Sesungguhnya Tuhanmu mengetahui bahwasanya kamu berdiri kurang dari dua pertiga malam, atau seperdua malam atau sepertiganya dan segolongan dari orang-orang yang bersama kamu. Dan Allah menetapkan ukuran malam dan siang. Allah mengetahui bahwa kamu sekali-kali tidak dapat menentukan batas-batas waktu-waktu itu, maka Dia memberi keringanan kepadamu, karena itu bacalah apa yang mudah dari Al Qur'an. Dia mengetahui bahwa akan ada di antara kamu orang-orang yang sakit dan orang-orang yang berjalan di muka bumi mencari sebagian karunia Allah; dan orang-orang yang lain lagi yang berperang di jalan Allah...

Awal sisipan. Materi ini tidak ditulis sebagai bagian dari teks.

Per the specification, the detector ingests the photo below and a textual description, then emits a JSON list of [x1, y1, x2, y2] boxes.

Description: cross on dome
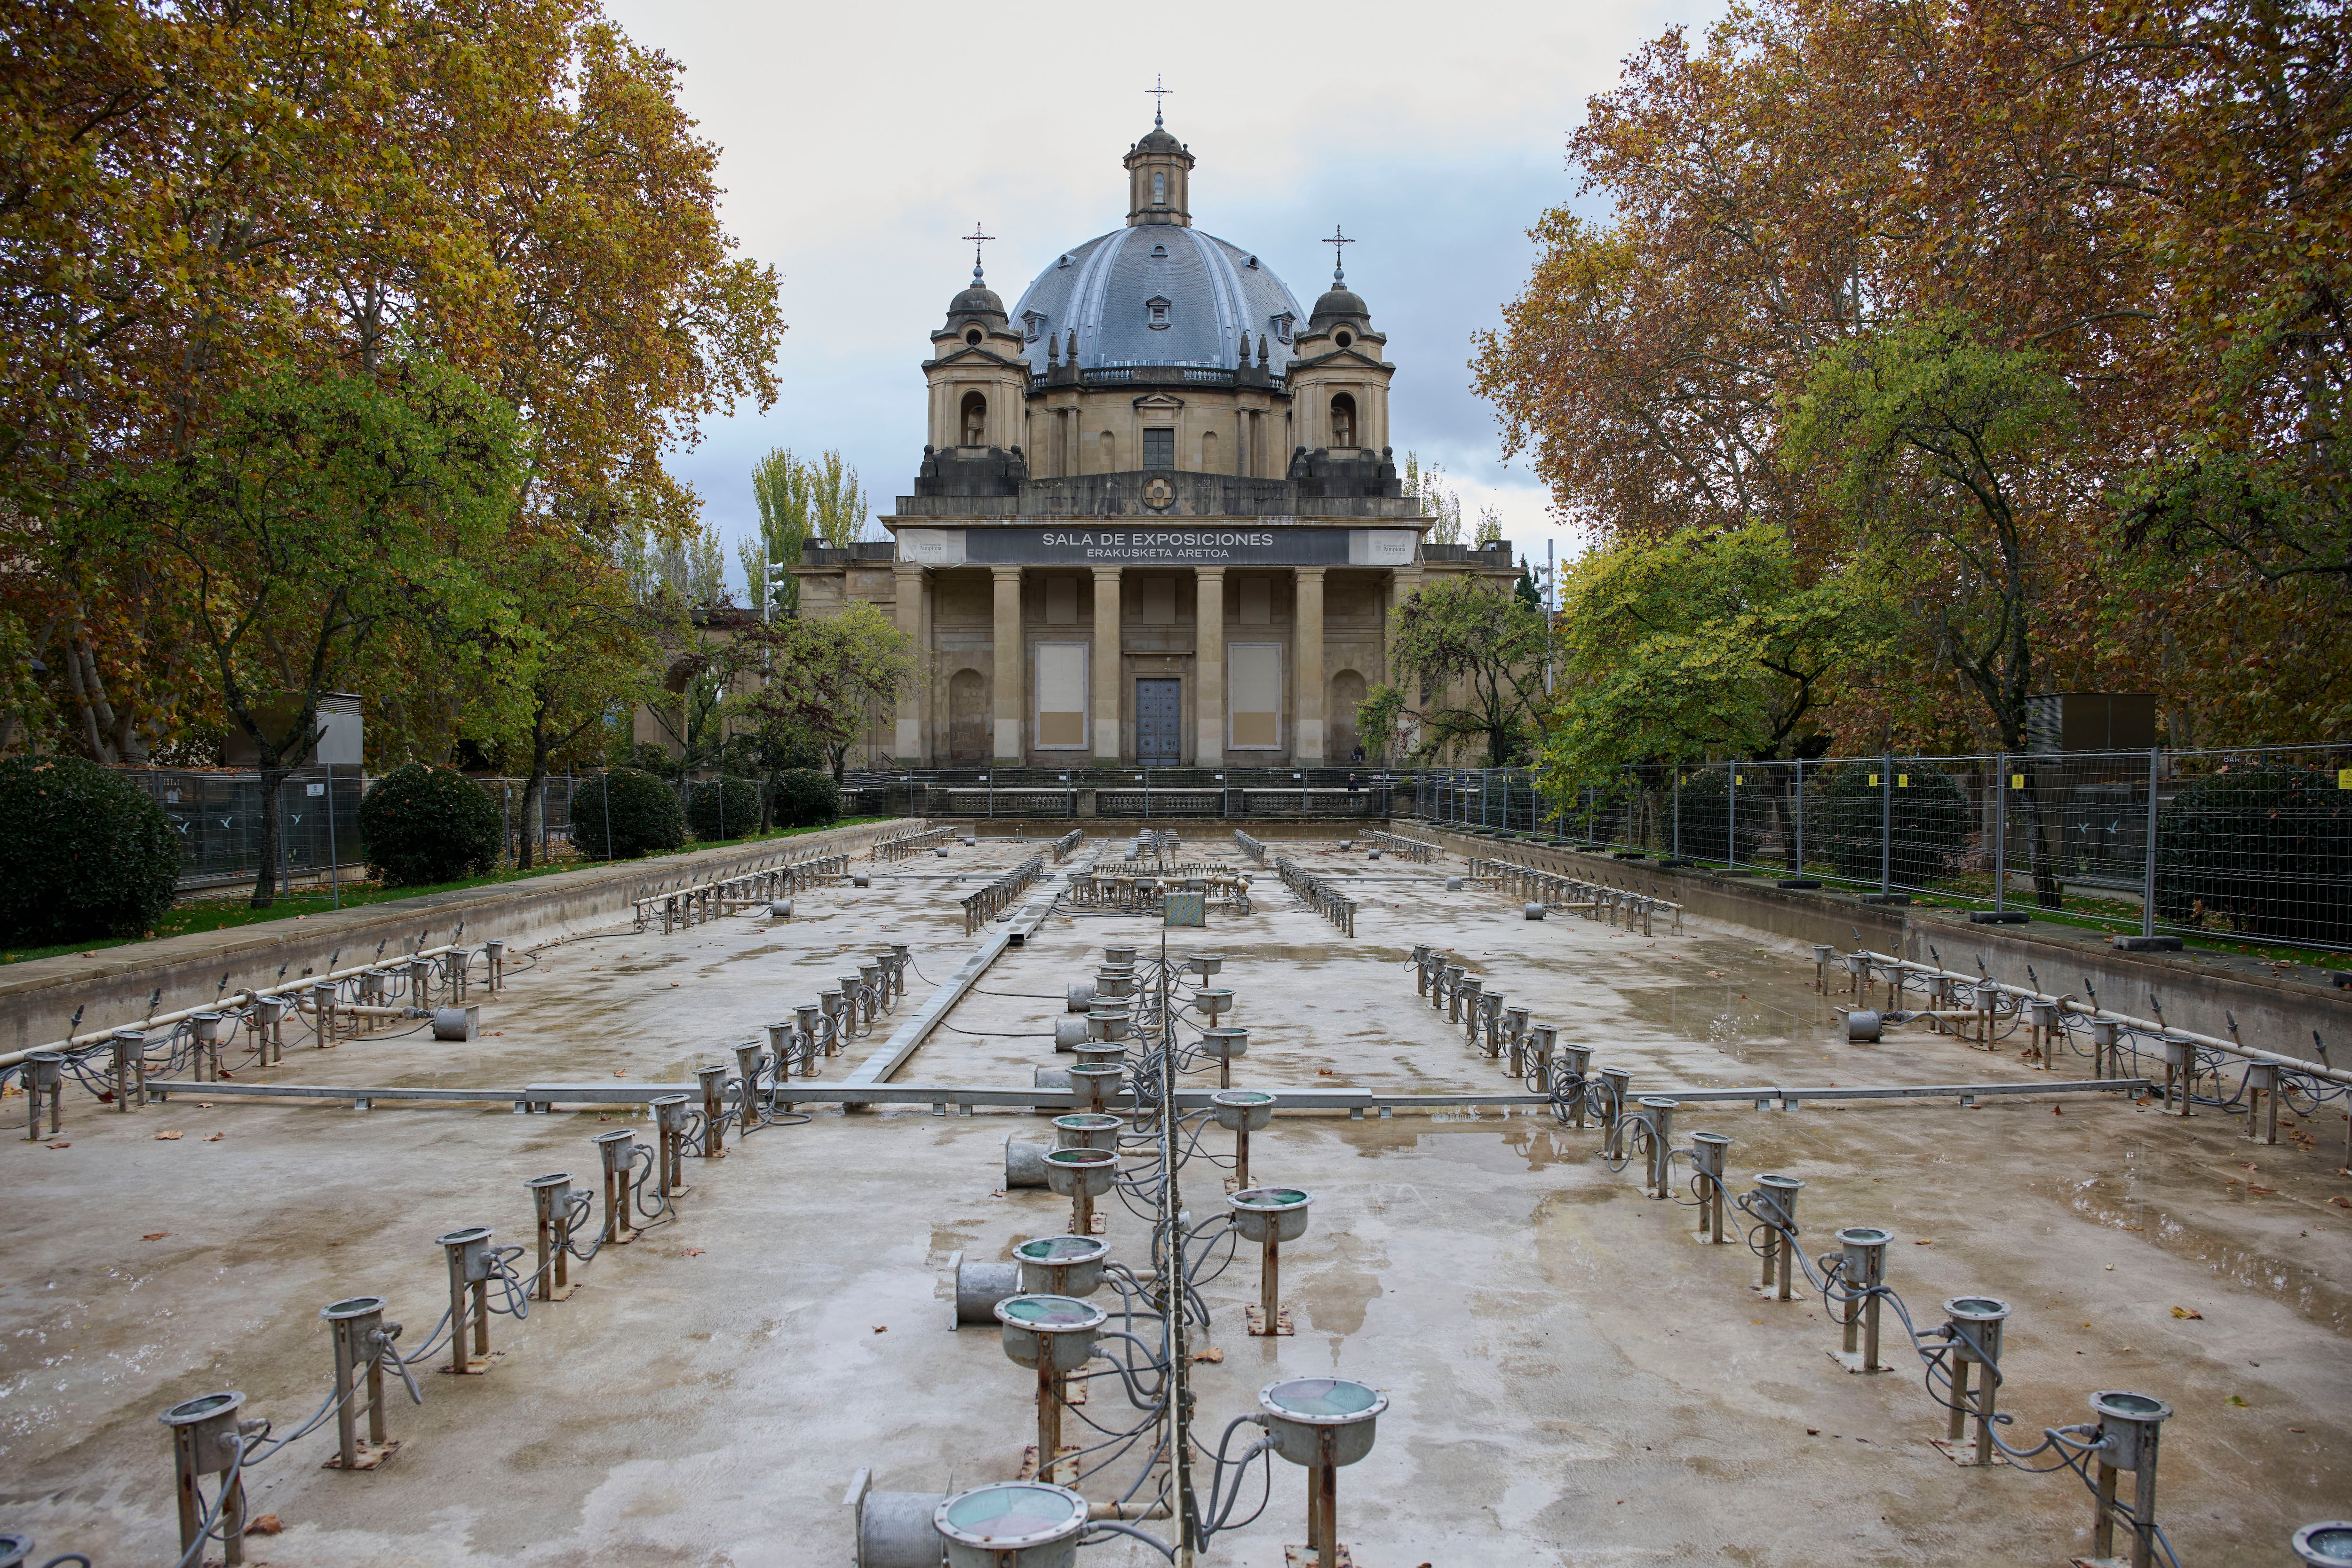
[[1146, 74, 1173, 128]]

Dengan turunnya ayat ini maka kewajiban qiyamul lail di nasakh (catatan ##). Demikianlah pengetahuan tentang makiyah dan madaniyah memberikan alat bagi pengkaji al-Qur’an untuk dapat memahami hukum atas suatu perkara. Dalam kasus ini kita mengetahui bahwa qiyamul lail merupakan shalat yang pertama kali diwajibkan kepada ummat Muhammad saw, sebelum kewajiban shalat 5 waktu (al-Itqan 1/67).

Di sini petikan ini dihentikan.